Violent Incidents Reported in Dagestan, Karachaevo-Cherkessia and Kabardino-Balkaria
Publication: Eurasia Daily Monitor Volume: 7 Issue: 94
Five people were killed and four wounded in Dagestan yesterday (May 13) when a convoy of telecommunications workers accompanied by police was the target of twin bombs and gunfire. The incident took place near the village of Vanashimakhi in Dagestan’s Sergokalinsky district, where the previous evening unidentified persons had set fire to the local radio-television broadcast center and retransmitting tower, which was also the site of amplifiers and antennas for the Beeline and Dagsvyazinform cellular phone companies. As a result of that incident, two districts were left completely without telephone and television service, while the connection was partially disrupted in two other districts.
Yesterday morning, telecommunications workers accompanied by Magomedsaid Ibragimov, the head of the district communications center and director of the local TBS television station, and local policemen, were driving to the scene of the arson attack when an improvised explosive device (IED) detonated under Ibragimov’s car near the village of Aylizi, killing him and a telecommunications worker, Ramazan Ramazanov. Simultaneously, unidentified gunmen opened fire on the convoy from a nearby wooded area, killing two other telecommunications workers, Magomed Magomedov and Magomed Musaev, and fatally wounding an inhabitant of the Sergokalinsky district village of Urakhi, Khalimat Saisaeva, who happened to be in a car that was passing by at the time the attack occurred.
The policemen accompanying the telecommunications workers returned fire, and a short time later a second explosion occurred approximately 500 meters from the first. One policeman and three OMON police commandos suffered shrapnel wounds as a result of the blast. All four were hospitalized, but according to doctors, none received life-threatening wounds. ITAR-TASS identified one of the wounded as commander of the republican OMON-1 force, Maka Kurbanov.
Initial reports had put the number of people killed in the attack at eight, not five.
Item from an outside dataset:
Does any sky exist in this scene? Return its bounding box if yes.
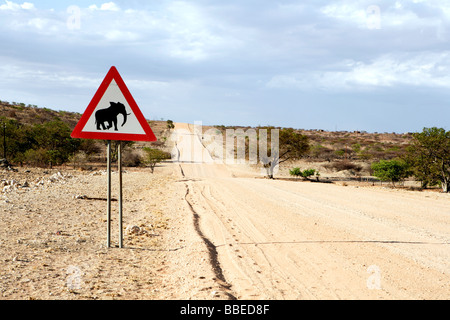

Russian Interior Minister, Rashid Nurgaliev, called the attack a “well-planned action by the militants” (Kommersant, May 14; ITAR-TASS, May 13).
As Kommersant noted, yesterday’s attack was not the first targeting transmission towers in Dagestan. On May 3, unidentified attacks fired on cellular phone towers and communications equipment belonging to the republic’s interior ministry and emergency situations ministry in Karabudakhkentsky district. According to the newspaper, in the May 3 attack, seven armed men in masks burst into the premises of the Karabudakhkentsky district communications center, took equipment outside and burned it, after which they shot up transmission towers for the Gazprom Transgaz Makhachkala energy company, the MegaFon, Beeline and MTS cellular phone operators and the republican interior and emergency situations ministries.
The gunmen reportedly declared at the end of the attack that as soon as the communications center was repaired they would attack it again. Kommersant reported that, according to communications workers, the militants regularly target transmission towers because the towers are also equipped with surveillance equipment that makes it possible to establish the location of people with a high degree of precision and is used to search for rebels, as well as track their telephone traffic and use that information to “pin” crimes on them (Kommersant, May 14).
Fral Zul-Karneyevich Shebzukhov, an aide to Boris Ebzeyev, the President of Karachaevo-Cherkessia, was murdered on May 12 in the republic’s capital, Cherkessk. Three unidentified attackers beat Shebzukhov with bats, after which they shot him. Ebzeyev said that he was convinced that the murder was not an “ordinary” one: “This was not a murder connected with business, inasmuch as I know with certitude that he had no such business,” said the president, adding: “It is up to the investigators to build theories. As for myself, I am convinced that this murder had a political motive” (www.kavkaz-uzel.ru, May 12).
On May 9, unidentified attackers fired on a police checkpoint on the Kavkaz federal highway near the city of Baksan in Kabardino-Balkaria. Seven policemen were on duty at the checkpoint at the time of the attack, during which the gunmen fired from a nearby wooded area. One police officer, identified as Alimbek Tetov, was wounded in the shooting and later died in the hospital. A short time later, an IED was found in an apartment building in Baksan. The device, which was made of ammonium nitrate and metal shards and would have detonated with the force of one kilogram of TNT, was apparently defused. Earlier, on May 9, an IED detonated near the entrance of a shop in Kabardino-Balkaria’s capital, Nalchik. No one was hurt in the blast, which caused little damage (www.newsru.com, May 9-10).